CSPRO procedure

Reads a data set from a CSPro survey data file and dictionary, and loads it into Genstat or puts it into a spreadsheet file (D.B. Baird).

Options

`PRINT` = string token	What to print (`catalogue`); default `cata`
`FACMETHOD` = string token	Which factors to create (`convertall`, `keepandconvertall`, `none`, `noranges`); default `keep`
`MISSINGCODES` = string tokens	Which special values to convert to Genstat missing values (`missing`, `na`); default `miss`
`FVALUESETS` = string token	Whether form to a set of columns containing all the valueset information (`yes`, `no`); default `no`
`SUBITEMS` = string token	Whether to create a set of columns for the sub-items (`yes`, `no`); default `no`
`MERGE` = string token	Whether to merge the records into a single set of columns all of the same length (`yes`, `no`); default `no`
`FUNKNOWNGROUP` = string token	Whether to create a specific level for values not in the value set, rather than setting them to missing values (`yes`, `no`); default `no`
`INCLUDEEXTRA` = string token	Whether to include a row of column descriptions in the Excel output file after the column heading row (`yes`, `no`); default `no`
`WARNONEMPTYGROUPS` = string token	Whether to warn that groups in a factor are empty and offer to remove them when loading the data from a saved GWB file (`yes`, `no`); default `no`
`DUPLICATELABELS` = string token	What to do with factor groups that have identical labels (`combine`, `ignore`, `rename`); default `comb`
`SCOPE` = string token	Whether to read the data into global data structures or into data structures local to a procedure calling `CSPRO` (`local`, `global`); default `loca`
`INOPTIONS` = text	Optional extra input options to be passed to the `Dataload.dll`
`OUTOPTIONS` = text	Optional extra output options to be passed to the `Dataload.dll`

Parameters

`FILENAME` = text	Survey data file to be read
`DICTIONARY` = text	Survey dictionary for interpreting the data file
`OUTFILENAME` = text	Name of the output file to be created, if required
`SURVEYLEVEL` = scalar	Level of the survey (1, 2 or 3) to read; default 1
`RECORDS` = scalar or variate	Defines the records to be read within the `SURVEYLEVEL`; by default they are all read
`ITEMS` = text	Names of the survey items to be read
`ISAVE` = text or pointer	Saves the identifiers of the columns that are created

Description

CSPRO reads data from a CSPro survey data file and dictionary, specified by the FILENAME and DICTIONARY parameters. If DICTIONARY is not set, CSPRO will look for a file with the same name as FILENAME but with a .dcf extension.
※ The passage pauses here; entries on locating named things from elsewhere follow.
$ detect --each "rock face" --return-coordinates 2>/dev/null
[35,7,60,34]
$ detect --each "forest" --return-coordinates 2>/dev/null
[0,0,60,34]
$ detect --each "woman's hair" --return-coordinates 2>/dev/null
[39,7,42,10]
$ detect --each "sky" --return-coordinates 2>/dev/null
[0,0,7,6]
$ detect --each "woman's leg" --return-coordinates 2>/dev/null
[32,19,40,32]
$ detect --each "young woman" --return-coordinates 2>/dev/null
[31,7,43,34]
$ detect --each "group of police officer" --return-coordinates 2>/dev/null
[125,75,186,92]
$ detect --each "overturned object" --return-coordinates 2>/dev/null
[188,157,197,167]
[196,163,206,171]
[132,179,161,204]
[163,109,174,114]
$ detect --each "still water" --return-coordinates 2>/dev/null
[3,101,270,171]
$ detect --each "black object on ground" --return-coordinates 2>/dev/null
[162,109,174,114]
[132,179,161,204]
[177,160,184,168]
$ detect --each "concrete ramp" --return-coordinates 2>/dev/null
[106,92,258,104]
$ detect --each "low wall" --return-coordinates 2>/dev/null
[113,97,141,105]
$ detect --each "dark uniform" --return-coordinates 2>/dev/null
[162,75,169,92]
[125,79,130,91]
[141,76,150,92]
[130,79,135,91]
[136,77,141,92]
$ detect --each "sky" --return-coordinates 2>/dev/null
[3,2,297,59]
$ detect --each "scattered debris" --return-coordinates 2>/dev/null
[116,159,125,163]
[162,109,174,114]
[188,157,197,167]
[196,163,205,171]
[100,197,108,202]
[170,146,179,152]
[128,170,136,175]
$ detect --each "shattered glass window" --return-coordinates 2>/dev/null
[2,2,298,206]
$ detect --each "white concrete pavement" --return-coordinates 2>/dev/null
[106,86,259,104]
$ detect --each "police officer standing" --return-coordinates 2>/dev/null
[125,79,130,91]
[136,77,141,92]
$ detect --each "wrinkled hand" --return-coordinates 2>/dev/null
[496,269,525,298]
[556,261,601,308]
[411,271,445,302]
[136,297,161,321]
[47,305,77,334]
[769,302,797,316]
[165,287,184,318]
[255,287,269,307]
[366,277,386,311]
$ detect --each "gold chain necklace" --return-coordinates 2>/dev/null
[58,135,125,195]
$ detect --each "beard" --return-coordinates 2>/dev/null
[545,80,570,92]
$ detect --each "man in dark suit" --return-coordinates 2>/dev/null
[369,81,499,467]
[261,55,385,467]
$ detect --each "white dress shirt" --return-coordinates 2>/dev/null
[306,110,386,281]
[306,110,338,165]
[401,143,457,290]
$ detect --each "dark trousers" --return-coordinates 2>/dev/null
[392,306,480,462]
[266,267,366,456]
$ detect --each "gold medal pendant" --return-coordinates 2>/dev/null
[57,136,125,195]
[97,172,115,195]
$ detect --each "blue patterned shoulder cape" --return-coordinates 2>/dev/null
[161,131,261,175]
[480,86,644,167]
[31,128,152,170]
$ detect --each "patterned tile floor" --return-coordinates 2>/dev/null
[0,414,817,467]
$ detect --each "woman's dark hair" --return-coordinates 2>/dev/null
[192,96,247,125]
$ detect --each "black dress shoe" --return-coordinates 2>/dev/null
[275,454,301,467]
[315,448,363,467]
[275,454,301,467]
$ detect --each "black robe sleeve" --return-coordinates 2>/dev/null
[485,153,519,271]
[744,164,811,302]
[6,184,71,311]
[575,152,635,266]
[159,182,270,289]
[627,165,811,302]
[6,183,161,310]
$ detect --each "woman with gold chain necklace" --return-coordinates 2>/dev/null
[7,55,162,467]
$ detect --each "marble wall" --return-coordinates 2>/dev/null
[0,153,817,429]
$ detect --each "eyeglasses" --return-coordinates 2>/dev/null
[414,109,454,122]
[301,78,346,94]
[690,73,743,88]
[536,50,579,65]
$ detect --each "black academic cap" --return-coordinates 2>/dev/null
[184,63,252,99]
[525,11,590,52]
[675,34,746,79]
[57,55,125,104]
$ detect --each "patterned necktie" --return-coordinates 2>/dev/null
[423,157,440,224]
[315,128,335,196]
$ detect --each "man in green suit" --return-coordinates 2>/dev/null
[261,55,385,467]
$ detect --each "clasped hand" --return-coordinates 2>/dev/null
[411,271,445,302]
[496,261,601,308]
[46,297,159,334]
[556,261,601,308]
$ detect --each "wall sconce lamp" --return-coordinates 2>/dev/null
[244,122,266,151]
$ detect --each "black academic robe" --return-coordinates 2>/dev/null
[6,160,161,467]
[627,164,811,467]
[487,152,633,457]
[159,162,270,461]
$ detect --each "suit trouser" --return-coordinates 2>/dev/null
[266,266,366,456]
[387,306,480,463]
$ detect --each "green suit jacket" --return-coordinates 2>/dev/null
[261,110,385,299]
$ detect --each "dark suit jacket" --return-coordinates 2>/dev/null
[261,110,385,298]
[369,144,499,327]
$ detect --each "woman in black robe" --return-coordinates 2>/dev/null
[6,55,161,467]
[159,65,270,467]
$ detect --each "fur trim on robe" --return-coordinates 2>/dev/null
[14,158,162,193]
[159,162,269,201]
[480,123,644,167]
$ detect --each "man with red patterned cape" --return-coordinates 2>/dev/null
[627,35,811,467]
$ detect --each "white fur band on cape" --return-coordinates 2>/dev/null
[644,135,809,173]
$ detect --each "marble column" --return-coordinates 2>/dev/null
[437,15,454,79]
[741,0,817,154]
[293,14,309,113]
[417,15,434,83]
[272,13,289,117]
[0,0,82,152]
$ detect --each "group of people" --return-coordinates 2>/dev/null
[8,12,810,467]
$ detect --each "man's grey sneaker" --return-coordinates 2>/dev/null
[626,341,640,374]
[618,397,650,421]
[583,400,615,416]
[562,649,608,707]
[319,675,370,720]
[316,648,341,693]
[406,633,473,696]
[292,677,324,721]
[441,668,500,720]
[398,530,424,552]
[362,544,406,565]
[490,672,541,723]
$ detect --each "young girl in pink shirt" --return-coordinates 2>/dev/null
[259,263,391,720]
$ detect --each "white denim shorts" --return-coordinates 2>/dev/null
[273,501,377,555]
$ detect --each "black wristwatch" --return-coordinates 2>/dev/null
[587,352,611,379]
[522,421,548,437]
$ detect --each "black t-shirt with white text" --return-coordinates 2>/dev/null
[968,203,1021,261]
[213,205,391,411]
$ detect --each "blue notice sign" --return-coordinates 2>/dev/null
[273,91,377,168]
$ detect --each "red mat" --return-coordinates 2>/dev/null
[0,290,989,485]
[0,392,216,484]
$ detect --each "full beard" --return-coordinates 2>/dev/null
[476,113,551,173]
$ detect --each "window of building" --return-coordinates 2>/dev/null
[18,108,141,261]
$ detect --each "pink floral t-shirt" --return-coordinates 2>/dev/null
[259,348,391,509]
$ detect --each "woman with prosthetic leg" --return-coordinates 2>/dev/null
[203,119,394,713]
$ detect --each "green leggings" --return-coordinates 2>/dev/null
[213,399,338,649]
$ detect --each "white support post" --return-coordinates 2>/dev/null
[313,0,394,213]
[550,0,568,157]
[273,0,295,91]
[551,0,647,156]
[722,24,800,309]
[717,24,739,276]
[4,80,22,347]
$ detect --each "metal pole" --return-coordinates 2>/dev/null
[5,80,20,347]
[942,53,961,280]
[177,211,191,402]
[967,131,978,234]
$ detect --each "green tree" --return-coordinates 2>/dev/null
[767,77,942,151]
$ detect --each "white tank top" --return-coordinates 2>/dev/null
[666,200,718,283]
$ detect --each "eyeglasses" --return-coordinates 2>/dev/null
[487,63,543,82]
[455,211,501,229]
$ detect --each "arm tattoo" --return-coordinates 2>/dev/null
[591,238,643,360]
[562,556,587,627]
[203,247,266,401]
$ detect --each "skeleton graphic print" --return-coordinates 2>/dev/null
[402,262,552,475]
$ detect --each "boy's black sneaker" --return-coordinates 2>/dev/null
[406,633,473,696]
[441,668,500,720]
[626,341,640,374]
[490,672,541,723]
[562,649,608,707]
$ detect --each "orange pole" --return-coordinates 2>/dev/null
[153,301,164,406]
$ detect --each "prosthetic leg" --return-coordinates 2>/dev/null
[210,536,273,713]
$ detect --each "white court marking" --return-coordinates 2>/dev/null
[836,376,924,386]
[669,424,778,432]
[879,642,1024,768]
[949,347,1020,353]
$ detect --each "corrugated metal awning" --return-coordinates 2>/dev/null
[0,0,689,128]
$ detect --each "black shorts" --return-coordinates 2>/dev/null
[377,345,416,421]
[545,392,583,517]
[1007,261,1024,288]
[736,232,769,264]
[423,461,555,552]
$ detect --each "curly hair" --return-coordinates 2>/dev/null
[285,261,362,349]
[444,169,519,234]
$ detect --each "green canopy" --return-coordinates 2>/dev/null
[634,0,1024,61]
You can save the data in either a Genstat workbook (.gwb) or an Excel spreadsheet (.xls), by setting the OUTFILENAME option to the name of the file to create; if OUTFILENAME is not specifed, a temporary file is used to read into Genstat and this is deleted afterwards. The SAVE parameter can save a pointer containing the structures that have been created.

CSPro surveys can have up to three levels, but most have only a single level. By default, CSPRO reads data from the first level, but you can set the SURVEYLEVEL parameter to read level 2 or 3. The RECORDS parameter specifies which records to read within the SURVEYLEVEL; by default they are all read. The ITEMS parameter can supply a text containing the names of the items to be read. You can append the character ! to the name if you want to force the item to be read as a factor, or # of you want to force it to be read as a variate. This then overrides the setting of the FACMETHOD option for that item (see below).

Setting option SUBITEM=yes allows an item to be broken down. For example, the item ID may be RRVVII (e.g. 120113), with the first two digits giving the region, the next two giving the village, and last two the individual. The sub items RR, VV and II would then also be created as separate columns region, village and individual. Dates are entered like this: e.g. YYYYMMDD with sub-items year, month and day.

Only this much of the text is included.